Institute rigorous data cleaning: You can draw meaningful insights about data by computing summary statistics on each feature, calculating feature correlations with both the target and with other features, and even modifying the data. Before any modeling is done, be sure to use techniques like imputing missing values, dropping duplicate rows, and removing ‘leaky’ features that reveal data not available at the time of prediction.
Build a repeatable pipeline for modeling: Data preprocessing techniques used during model training must be built into the same repeatable pipeline that is used for the model’s predictions – each time the model receives new data, it has to perform all necessary data cleaning again. This will ensure that the model will not break as soon as it’s deployed into the real world.
Understanding accuracy metrics: Accuracy is the most commonly analysed component of performance, but there are many different ways to measure it. Be sure to use out-of-sample testing and cross-validation when evaluating your model. It’s also vital to use an error metric well-suited for the problem at hand – for instance, Log Loss and Root Mean Square Error (RMSE) are the defaults for binary classification and regression problems, respectively. There are however cases when less common accuracy metrics may be required.
Evaluate errors: Digging deeper into model accuracy with insights like the Confusion Matrix can help you to understand what kinds of errors your model is most likely to make, such as ‘false positives’ vs. ‘false negatives’. Lift charts and Receiver Operating Characteristic (ROC) curves can help your understanding as well. For example, by using a lift chart you could observe how close your predictions are to actuals at different probability levels.

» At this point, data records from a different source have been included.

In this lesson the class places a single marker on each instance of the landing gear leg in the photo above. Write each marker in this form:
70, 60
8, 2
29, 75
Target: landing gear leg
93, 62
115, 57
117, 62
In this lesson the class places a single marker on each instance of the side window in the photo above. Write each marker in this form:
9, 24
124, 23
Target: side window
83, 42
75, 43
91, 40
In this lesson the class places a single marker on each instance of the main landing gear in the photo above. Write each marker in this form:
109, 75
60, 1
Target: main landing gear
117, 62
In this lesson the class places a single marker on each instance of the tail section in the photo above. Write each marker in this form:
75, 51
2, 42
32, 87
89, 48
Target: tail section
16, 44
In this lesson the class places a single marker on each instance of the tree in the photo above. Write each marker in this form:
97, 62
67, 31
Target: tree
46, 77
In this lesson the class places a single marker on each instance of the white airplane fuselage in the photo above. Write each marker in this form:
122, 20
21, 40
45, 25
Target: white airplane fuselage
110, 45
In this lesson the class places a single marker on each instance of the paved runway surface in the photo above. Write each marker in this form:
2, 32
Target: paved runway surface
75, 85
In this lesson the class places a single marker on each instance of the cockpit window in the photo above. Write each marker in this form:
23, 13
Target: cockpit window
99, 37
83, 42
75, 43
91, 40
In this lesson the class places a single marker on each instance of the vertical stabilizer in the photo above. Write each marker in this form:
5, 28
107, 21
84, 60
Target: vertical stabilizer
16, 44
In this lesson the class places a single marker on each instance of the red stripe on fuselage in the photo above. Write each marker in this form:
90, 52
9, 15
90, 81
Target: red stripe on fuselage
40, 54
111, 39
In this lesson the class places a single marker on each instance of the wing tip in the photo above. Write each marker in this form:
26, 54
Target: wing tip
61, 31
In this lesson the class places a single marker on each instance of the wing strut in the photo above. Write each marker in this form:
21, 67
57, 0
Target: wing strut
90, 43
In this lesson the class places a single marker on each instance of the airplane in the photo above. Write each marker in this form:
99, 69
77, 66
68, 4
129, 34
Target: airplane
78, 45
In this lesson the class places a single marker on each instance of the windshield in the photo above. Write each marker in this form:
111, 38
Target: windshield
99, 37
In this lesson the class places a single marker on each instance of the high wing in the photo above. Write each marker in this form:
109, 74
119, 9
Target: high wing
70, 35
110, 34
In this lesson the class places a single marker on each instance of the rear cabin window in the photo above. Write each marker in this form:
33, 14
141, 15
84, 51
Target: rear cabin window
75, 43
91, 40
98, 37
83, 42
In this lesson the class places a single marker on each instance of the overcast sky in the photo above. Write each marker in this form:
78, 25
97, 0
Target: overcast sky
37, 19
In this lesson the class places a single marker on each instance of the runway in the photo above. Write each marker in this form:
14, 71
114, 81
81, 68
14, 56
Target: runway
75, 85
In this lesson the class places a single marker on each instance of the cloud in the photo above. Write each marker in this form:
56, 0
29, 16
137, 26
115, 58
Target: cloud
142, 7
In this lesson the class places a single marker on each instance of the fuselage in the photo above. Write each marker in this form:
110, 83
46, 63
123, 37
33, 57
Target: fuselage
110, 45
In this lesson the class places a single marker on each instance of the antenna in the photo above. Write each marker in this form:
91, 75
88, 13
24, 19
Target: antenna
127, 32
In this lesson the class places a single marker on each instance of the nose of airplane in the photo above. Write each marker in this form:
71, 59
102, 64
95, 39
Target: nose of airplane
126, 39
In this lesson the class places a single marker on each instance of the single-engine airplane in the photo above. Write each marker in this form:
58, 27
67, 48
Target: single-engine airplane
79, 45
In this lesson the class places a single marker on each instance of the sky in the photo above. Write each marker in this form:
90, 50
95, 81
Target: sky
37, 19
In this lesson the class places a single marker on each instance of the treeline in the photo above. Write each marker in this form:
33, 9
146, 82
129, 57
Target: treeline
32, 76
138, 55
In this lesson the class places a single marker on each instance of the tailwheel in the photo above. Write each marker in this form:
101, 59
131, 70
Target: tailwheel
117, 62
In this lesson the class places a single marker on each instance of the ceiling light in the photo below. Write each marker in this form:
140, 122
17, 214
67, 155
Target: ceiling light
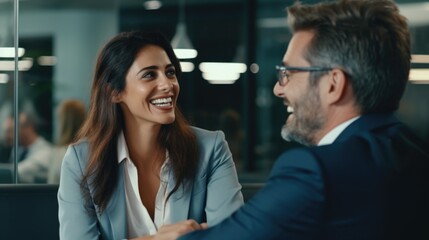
181, 43
9, 52
187, 66
419, 58
47, 60
4, 78
23, 65
152, 5
420, 75
222, 67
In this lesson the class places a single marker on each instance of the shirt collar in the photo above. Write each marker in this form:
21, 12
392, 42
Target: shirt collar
122, 148
334, 133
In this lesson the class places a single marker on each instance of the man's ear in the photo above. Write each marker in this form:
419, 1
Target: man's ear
337, 86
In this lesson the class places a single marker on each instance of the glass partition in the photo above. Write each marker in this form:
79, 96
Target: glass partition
7, 75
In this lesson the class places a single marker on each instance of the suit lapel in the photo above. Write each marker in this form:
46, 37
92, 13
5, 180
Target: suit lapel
116, 210
368, 122
179, 201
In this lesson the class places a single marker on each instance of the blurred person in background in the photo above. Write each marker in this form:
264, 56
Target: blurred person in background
71, 114
6, 142
138, 164
33, 151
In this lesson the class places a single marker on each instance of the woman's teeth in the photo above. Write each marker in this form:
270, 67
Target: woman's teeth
162, 102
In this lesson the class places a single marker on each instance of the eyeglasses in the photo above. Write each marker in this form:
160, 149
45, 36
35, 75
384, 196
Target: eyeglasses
283, 75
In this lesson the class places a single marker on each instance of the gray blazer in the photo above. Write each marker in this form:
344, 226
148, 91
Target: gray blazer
215, 194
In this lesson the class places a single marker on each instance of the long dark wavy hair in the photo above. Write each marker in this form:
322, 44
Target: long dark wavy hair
105, 120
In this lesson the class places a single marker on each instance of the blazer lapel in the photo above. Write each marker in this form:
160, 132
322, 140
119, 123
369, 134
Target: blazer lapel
368, 122
179, 201
116, 210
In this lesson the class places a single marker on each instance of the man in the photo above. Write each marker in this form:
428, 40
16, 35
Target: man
363, 174
33, 152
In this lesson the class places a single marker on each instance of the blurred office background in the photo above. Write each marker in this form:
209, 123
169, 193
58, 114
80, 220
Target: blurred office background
60, 40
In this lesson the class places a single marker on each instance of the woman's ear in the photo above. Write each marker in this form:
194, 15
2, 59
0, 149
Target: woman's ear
116, 97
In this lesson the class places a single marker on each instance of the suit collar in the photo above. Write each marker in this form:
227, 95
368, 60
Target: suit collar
179, 200
115, 211
368, 122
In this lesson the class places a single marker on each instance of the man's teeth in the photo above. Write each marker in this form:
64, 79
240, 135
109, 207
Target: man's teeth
162, 101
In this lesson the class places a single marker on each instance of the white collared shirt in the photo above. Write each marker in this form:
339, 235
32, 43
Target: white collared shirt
139, 222
334, 133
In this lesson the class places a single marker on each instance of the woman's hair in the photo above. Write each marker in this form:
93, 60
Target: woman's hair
369, 40
106, 120
71, 114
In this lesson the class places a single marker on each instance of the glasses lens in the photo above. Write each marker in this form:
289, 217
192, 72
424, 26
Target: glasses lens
281, 75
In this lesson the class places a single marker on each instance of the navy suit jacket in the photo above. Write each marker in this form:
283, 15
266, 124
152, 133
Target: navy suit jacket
370, 184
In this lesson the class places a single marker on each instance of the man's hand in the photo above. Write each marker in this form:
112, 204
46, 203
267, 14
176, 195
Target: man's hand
174, 231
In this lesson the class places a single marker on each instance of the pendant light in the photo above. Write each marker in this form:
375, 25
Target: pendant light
181, 44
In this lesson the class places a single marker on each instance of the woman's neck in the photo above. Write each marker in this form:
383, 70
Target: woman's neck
143, 144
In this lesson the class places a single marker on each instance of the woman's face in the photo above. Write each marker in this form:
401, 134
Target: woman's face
151, 88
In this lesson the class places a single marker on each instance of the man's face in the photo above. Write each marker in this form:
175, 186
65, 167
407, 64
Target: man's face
306, 117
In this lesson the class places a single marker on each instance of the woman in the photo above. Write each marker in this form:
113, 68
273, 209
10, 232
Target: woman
71, 114
139, 165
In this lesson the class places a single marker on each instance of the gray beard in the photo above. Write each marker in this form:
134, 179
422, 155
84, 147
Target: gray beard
291, 136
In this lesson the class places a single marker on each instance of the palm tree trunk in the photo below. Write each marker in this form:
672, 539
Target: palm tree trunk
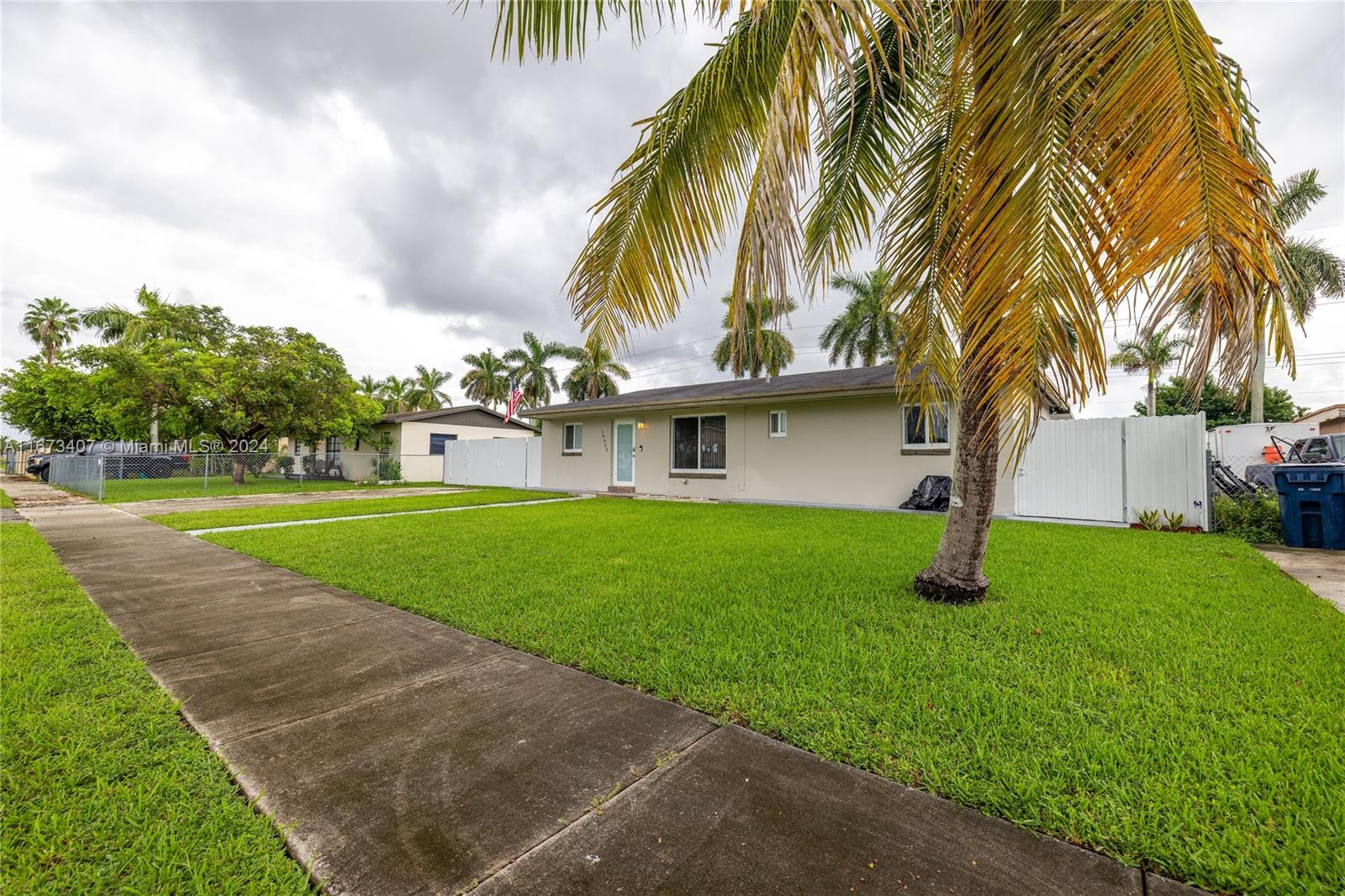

Tradeoff between accuracy and speed: Every model, regardless of its function, has some limitations around the speed of prediction – whether that’s three milliseconds, three seconds, or three weeks. Often the most accurate model is also the slowest, such as complex blenders and deep neural networks. Optimising purely for accuracy can lead to model failures along other dimensions, such as cost, explainability, and most relevant to performance, speed. Before selecting a model, you have to find the right level of tradeoff between accuracy and speed.
We’ve established that performance is the first pillar of successfully implementing trustworthy enterprise AI but it does not exist in isolation. Just as important is Operations: ‘How reliable is the system that the model is deployed on?’ – and Ethics: ‘Does the model align with the ethics and values of the organisation?’
Trusted AI needs all three pillars to be securely in place to thrive, brought together as Machine Learning Operations (MLOps). Get it right and models deployed in the real world can be continuously monitored to ensure there is no degradation and that they continue to deliver business value and have a positive impact on the organisation.